Niemand nahm Anstoß daran, sondern lachte gemeinsam. Sarah schien sich nach Luis‘ Ankunft auch entspannter zu fühlen und lachte mit den anderen.
„So, lasst uns essen! Morgen fahre ich nach Arwen. Heute wollen wir uns richtig vergnügen! Beinahe hätte ich es vergessen, ich habe auch Geschenke für euch vorbereitet, von denen ihr bestimmt begeistert sein werdet.“ Marina klopfte auf den Tisch in ihrer Nähe und verteilte fünf Kästchen an die Anwesenden.
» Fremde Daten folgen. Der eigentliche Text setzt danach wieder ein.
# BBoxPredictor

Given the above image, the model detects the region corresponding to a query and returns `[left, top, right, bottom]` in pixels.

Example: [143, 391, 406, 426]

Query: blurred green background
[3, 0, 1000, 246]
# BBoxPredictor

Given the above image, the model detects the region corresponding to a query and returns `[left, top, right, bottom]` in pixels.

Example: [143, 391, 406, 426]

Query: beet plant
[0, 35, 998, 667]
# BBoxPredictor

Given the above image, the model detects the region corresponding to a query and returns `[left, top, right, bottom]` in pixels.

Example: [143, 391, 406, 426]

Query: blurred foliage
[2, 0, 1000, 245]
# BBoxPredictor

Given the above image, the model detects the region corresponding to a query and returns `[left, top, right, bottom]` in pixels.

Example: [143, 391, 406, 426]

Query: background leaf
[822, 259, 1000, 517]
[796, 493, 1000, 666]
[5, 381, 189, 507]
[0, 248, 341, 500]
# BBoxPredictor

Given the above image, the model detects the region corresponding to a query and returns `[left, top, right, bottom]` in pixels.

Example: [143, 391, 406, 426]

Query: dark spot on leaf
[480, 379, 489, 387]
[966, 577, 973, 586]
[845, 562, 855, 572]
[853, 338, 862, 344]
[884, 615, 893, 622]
Luis öffnete sein Kästchen und sah ein Fläschchen mit einer hellrosa Flüssigkeit, einem Trank, der offensichtlich eine bestimmte Wirkung hatte. Als er in Sarahs Kästchen schaute, entdeckte er dort ebenfalls ein Fläschchen mit derselben Farbe.
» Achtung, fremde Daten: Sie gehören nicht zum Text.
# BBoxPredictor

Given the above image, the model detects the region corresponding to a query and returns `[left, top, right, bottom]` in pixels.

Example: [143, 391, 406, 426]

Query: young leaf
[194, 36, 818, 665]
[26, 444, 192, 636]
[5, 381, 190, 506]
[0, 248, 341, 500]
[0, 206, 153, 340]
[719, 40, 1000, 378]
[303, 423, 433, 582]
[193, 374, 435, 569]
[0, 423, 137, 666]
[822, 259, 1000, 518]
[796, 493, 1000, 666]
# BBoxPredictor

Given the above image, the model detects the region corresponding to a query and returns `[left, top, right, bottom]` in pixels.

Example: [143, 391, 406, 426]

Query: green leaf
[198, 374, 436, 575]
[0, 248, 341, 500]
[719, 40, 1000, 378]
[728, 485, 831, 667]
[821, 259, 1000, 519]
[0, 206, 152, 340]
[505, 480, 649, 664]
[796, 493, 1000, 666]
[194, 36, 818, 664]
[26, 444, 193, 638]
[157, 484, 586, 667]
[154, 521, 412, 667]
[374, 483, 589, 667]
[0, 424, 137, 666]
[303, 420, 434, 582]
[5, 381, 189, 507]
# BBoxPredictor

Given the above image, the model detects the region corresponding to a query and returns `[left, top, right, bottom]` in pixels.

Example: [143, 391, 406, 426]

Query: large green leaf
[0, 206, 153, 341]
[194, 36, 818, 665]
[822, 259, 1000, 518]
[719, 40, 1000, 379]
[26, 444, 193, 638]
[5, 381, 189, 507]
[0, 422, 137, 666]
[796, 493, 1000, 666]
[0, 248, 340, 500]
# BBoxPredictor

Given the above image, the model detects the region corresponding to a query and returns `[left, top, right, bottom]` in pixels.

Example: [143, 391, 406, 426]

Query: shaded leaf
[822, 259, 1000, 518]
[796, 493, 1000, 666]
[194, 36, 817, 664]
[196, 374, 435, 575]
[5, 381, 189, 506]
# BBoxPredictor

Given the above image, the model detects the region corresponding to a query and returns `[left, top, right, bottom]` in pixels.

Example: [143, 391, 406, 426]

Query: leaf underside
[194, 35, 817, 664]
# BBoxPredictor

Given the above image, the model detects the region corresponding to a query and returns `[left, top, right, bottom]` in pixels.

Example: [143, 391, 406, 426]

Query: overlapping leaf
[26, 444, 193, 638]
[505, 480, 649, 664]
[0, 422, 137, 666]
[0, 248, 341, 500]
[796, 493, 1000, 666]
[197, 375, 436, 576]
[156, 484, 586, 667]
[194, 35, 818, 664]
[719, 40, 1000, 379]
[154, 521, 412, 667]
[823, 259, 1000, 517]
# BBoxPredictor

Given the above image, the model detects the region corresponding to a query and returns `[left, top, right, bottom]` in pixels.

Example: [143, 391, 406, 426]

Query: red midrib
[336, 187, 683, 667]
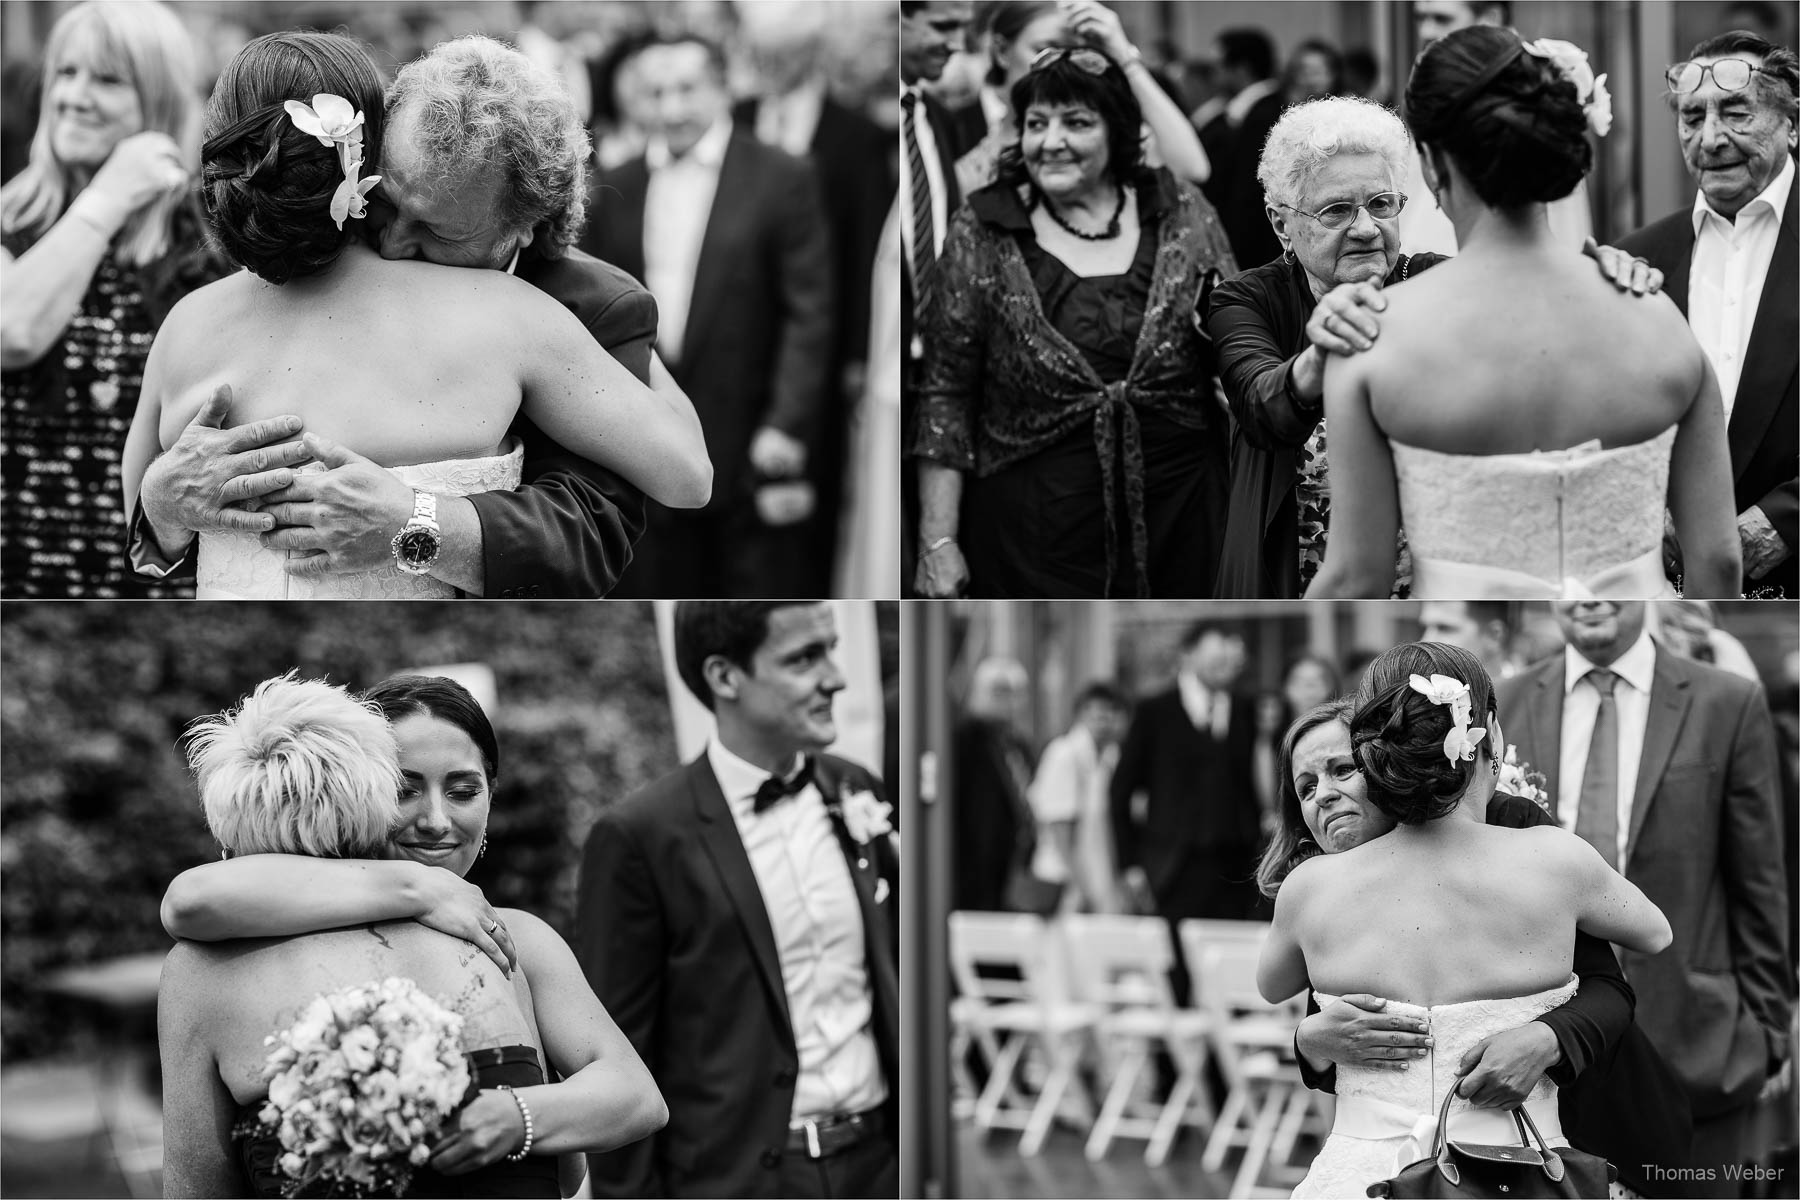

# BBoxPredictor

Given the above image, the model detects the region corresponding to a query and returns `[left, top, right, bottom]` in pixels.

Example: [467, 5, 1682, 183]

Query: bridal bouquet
[1496, 744, 1550, 811]
[243, 977, 470, 1197]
„Ein Trank für mehr Ausdauer, den ich selbst hergestellt habe! Er kann eure erschöpfte Kraft in kurzer Zeit wiederherstellen. Ich habe zwei Wochen gebraucht, um diese herzustellen, und der Effekt ist bei weitem besser als das, was ich im Laden verkaufen würde. Nutzt sie also gut.“
„Ein Trank für mehr Ausdauer? Marina, du kannst tatsächlich solche alchemistischen Tränke herstellen. Kein Wunder, dass alle Zauberer reich sind. Ein Fläschchen davon kostet ungefähr 8 Goldmünzen, und das ist ein Trank, den man als Trumpfkarte verwenden kann“, bewunderte Bellamy, während er den Trank in seinen Händen betrachtete und sich bewusst wurde, wie effektiv er sein muss.
„Nicht so übertrieben, das ist einer der alchemistischen Tränke, die mein Lehrer mir beigebracht hat. Wenn ich geschickter werde, kann ich euch in Zukunft noch andere zeigen. Schade, dass ich bald umziehe. Es wird schwierig sein, euch in Arwen wiederzusehen.“
„Wer sagt das? Glaubst du, wir werden nicht in eine große Stadt ziehen? Wir alle wollen auf ein höheres Niveau aufsteigen. Bellamy, Benjamin und ich haben eben darüber gesprochen. Wir planen, bald in eine fortgeschrittenere Stadt zu ziehen, denn wir können unseren Lehrern nicht ewig Rechenschaft ablegen, wenn wir in einer mittelmäßigen Stadt bleiben.“ Als hätte Rock schon gewusst, dass Marina so etwas sagen würde, griff er sofort auf das zurück, was sie gerade gesagt hatte, und teilte den anderen mit, was sie zuvor diskutiert hatten.